On the more serious, plot-related end, Karen Gillan once again shines as Nebula. She didn't go quite so far as to shave her head a second time for the role (the makeup was good enough that I didn't notice), but she still does a great job as a morally conflicted figure whose mess of emotions and upbringing concerning her sister Gamora have done a number on her. Michael Rooker plays Yondu as a badass with a mean high-tech, whistle-guided spear, but one who, after abducting Peter from Earth so many years ago, has come to see him as his adopted son to a great extent. This winds up forming the core of one of the film's driving themes, as Kurt Russell plays Peter's biological father Ego, a man who also sees Peter as his son but has something very different in mind for him. Without spoiling anything, the film comes down to the question of just who Peter's father really is, in a story that drives towards a heartbreaking, and well-earned, conclusion.

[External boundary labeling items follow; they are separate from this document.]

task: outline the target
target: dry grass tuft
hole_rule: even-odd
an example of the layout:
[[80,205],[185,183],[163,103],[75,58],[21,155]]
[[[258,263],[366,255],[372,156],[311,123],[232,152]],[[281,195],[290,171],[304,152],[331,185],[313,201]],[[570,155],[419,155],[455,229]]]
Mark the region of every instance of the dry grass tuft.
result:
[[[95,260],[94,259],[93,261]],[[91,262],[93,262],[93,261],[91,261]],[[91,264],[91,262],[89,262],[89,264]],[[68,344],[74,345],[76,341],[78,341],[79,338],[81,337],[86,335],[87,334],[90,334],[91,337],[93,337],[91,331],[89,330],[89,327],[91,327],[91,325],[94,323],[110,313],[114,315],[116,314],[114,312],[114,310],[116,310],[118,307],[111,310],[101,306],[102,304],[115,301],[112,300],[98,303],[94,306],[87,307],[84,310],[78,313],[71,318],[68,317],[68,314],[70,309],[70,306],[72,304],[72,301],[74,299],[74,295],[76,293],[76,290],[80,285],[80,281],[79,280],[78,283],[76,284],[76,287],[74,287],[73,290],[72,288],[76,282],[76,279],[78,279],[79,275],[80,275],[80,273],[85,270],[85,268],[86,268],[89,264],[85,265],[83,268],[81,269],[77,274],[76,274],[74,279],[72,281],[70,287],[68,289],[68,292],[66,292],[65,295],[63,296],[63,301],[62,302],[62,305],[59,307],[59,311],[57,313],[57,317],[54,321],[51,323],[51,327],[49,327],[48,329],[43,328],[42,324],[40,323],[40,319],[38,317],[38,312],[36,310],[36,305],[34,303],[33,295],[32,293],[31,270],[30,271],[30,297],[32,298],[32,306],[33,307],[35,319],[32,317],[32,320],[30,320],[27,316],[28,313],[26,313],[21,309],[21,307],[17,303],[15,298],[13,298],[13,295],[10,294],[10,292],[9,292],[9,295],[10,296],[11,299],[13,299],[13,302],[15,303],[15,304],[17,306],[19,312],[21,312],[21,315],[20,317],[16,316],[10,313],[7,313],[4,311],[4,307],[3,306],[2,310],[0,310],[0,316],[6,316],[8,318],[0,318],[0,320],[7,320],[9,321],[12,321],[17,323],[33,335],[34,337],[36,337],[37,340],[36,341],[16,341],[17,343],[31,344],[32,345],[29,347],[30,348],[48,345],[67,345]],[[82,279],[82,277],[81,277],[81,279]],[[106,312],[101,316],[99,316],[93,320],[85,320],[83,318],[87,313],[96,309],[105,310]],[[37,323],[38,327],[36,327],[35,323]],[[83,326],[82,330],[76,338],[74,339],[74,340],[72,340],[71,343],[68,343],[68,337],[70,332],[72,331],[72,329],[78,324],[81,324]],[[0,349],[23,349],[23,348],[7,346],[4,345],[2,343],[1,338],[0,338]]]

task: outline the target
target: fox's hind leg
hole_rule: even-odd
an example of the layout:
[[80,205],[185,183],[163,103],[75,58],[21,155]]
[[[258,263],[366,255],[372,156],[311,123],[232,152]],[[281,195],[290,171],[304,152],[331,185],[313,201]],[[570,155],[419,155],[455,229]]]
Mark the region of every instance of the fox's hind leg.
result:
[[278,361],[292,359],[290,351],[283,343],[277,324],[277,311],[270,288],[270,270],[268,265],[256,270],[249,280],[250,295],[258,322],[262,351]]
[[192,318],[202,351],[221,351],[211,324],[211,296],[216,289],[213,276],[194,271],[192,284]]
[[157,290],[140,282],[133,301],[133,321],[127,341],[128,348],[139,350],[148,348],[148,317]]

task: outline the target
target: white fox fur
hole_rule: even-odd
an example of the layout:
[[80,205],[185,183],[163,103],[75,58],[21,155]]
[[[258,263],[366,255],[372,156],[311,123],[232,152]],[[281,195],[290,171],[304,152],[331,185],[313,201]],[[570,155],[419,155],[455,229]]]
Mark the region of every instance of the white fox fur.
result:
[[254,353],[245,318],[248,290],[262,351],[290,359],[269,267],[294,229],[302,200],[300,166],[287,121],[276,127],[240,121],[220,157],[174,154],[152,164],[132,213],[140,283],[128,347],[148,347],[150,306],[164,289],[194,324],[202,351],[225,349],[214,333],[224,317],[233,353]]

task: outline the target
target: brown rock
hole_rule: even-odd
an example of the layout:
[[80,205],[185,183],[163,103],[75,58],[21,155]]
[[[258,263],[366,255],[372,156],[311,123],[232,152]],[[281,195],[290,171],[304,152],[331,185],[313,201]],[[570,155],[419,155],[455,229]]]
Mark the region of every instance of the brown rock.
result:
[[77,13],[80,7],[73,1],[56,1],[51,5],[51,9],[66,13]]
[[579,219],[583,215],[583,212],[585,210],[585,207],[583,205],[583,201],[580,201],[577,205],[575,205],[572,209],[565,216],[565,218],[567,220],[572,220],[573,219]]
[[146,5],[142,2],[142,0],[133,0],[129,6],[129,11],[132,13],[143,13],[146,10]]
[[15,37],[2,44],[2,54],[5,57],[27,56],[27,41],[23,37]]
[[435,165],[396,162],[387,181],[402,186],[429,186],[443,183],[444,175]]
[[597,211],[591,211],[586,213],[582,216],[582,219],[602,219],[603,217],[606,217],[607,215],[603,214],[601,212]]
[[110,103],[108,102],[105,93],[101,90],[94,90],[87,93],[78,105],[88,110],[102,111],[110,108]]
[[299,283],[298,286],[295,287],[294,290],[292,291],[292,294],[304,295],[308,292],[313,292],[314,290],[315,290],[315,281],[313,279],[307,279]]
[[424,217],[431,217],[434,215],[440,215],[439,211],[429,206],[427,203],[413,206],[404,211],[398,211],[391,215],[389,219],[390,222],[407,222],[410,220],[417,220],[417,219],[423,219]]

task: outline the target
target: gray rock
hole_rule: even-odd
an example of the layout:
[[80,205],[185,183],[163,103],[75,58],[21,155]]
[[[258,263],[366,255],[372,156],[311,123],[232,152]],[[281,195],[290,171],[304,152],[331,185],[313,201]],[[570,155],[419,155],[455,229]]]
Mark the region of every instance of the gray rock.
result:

The resolution of that question, of course, can't happen without some spectacular special effects, which is where James Gunn's direction comes in. On his second go-around, he is just as in command of the action on screen as he was before, bringing numerous vibrant planets, bizarre species, and strange alien cities to vivid life on screen. The arrival on Ego's planet was filled with larger-than-life grandeur even in 2-D, like stepping into Oz for the first time, while the Sovereign's homeworld felt appropriately gaudy in its application of technology, as befits a species who used genetic engineering to color their skin gold. The action is put together remarkably well, a mix of space battles, hand-to-hand fights, and raging shootouts. Much of it is larger-than-life, starting with a scene where Rocket, stranded on a wilderness planet after Ego takes away Peter, Gamora, and Drax, booby-traps the crash site and takes out waves of Yondu's men in scenes that feel almost like a Looney Tunes cartoon with how the poor suckers get launched into the treetops over and over. It's awash in narrow escapes, hope-is-lost moments, and sudden comebacks, feeling as though Gunn is taking the Star Wars style and seeing how far he can go with it. The result is gorgeous, vibrant, explosive, and almost never feeling dull to watch. It also knows when to take its sweet time and slow down, spending most of its second act with the characters as they get separated and go off on their own. It's here where the film really shines, giving everybody, good and bad alike, an arc and a reason to march off to the film's final destination. Just like in the first film, I came to care deeply about these characters, even the villain (one of the better ones that Marvel's movies have seen), such that when it came time for this film to roar at the climax, I felt it in my seat as I genuinely worried whether they'd make it -- no matter how obvious it was that they would.

The Bottom Line

Even if it couldn't hope to surprise me like the first film did, Vol. 2 still flies high with its boundless energy, great humor, and a genuinely touching storyline. It's a follow-up that undoubtedly lives up to its predecessor and is easily worth the price of admission.

Oh, and of course, there are a whole bunch of scenes during and after the end credits. Only one or two of them are really important for sequel purposes, but they are all spirited and often hilarious, and that's not even counting the song.